Espero que el lector discreto se hará cargo de que no es fácil tarea la de hinchar un perro, como dijo Cervantes, y que no me achacará á mí más faltas que las que me correspondan, comprendiendo que ni la poesía inglesa de Kipling es como la de Zorrilla, Campoamor y Nuñez de Arce, ni mis pobres traducciones han de obrar milagros y hacer que lo que sea una imitación de la musa popular parezca lleno del mismo aroma al ser trasplantado aquí, y lo que imite al caprichoso y extraño poeta norteamericano Walt Whitman lo halle de perlas quien nunca haya leído en el original una línea de aquel poeta... sin rimas, ni leyes, ni grandes respetos humanos, autor que á los que no han visto mucho mundo... literario y creen que todas las razas han de ser como la suya les parece un loco; pero que á los más entendidos se les antoja un genio.

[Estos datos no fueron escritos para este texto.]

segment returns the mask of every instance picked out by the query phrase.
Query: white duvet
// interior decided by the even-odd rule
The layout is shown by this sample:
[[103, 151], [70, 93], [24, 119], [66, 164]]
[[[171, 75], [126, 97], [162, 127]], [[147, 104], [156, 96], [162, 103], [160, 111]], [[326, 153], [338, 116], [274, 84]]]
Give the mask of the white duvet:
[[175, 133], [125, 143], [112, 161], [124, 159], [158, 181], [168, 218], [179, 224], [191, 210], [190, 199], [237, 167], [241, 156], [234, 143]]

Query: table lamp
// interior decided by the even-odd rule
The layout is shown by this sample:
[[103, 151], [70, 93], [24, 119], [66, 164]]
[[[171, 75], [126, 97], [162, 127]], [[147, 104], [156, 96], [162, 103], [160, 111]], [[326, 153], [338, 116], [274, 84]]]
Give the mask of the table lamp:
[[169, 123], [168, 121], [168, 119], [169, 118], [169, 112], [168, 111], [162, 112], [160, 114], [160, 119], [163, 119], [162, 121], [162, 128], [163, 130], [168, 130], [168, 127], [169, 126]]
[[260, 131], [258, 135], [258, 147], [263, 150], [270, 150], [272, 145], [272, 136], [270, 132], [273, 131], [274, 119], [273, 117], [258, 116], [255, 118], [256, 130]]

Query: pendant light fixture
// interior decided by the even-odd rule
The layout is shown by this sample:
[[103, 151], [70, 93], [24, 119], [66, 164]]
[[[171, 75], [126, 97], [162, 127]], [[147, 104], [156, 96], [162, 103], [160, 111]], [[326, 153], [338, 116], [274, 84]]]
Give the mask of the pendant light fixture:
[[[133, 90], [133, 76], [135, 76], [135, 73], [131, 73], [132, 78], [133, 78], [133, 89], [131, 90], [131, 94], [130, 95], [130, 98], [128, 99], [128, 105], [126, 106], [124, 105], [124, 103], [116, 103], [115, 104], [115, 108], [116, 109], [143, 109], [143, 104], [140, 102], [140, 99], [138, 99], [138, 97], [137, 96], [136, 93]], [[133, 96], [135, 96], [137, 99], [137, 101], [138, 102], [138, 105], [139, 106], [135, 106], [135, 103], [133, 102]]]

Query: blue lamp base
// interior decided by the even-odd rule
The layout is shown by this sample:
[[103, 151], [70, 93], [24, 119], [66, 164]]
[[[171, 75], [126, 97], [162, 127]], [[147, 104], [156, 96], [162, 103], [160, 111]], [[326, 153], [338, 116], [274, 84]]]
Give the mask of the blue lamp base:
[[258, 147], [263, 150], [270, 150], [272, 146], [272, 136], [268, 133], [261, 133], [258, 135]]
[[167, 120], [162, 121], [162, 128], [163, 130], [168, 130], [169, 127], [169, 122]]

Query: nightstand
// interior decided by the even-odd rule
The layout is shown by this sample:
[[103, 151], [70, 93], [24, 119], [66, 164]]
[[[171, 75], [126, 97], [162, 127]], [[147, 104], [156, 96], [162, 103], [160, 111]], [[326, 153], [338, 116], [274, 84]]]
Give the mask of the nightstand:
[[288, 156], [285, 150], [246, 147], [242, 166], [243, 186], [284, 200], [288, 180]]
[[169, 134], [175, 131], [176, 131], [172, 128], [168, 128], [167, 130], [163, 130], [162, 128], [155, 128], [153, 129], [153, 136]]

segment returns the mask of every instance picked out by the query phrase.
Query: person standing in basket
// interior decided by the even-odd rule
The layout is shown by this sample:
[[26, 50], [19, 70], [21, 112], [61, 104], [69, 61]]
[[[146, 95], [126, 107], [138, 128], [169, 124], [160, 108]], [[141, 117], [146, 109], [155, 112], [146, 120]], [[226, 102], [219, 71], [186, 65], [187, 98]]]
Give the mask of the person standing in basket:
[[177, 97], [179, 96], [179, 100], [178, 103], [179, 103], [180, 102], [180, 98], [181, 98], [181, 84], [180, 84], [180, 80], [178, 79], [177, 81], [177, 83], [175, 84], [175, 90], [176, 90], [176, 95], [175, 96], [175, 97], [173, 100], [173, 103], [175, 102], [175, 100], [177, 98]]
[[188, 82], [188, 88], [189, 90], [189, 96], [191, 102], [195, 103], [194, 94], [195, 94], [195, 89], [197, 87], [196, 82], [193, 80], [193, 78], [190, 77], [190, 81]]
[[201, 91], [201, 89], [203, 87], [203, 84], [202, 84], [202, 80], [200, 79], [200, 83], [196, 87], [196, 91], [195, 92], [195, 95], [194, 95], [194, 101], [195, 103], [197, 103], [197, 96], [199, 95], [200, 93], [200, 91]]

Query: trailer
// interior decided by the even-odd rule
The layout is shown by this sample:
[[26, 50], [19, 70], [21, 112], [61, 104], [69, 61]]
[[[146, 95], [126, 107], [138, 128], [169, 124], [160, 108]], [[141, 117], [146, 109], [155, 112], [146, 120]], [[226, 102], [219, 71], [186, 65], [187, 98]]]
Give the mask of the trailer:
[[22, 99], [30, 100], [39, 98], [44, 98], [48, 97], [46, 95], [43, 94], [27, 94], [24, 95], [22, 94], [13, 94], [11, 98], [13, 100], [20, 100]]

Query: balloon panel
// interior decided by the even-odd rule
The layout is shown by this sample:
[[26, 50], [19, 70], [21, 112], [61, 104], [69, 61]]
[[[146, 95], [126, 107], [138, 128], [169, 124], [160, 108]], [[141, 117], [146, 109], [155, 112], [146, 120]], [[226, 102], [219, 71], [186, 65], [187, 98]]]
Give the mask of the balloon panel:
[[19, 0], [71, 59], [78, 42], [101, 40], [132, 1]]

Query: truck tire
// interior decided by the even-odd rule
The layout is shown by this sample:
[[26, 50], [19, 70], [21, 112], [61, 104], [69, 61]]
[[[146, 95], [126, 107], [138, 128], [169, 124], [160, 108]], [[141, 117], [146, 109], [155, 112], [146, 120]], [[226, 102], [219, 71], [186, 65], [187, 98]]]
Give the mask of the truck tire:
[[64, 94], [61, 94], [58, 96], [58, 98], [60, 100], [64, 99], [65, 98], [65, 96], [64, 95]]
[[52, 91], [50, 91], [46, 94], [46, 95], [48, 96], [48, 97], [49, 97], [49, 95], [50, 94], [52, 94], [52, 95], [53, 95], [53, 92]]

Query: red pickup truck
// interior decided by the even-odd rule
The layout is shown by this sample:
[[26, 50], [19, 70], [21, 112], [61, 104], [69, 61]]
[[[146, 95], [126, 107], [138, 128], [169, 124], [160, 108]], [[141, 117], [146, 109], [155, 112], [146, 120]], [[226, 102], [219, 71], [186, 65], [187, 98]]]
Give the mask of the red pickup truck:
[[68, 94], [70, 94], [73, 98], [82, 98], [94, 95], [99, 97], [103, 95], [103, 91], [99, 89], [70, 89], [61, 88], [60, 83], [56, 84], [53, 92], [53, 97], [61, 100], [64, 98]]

No debemos los latinos medir con nuestro rasero á los pueblos septentrionales, porque ni ellos tienen nuestra ligereza, nuestro gusto é impresionabilidad, ni nosotros su fuerza incontrastable, fría, calmosa, audaz, poco amiga de detenerse ante ciertos reparos que paralizan á veces nuestra acción.
Como libro útil para la educación de la voluntad en los niños yo no dudo en recomendar éste de un hombre de voluntad de hierro. De igual modo podría un médico prescribir un tónico y mucho ejercicio al aire libre á quien él viera que lleva en el rostro el sello de la anemia.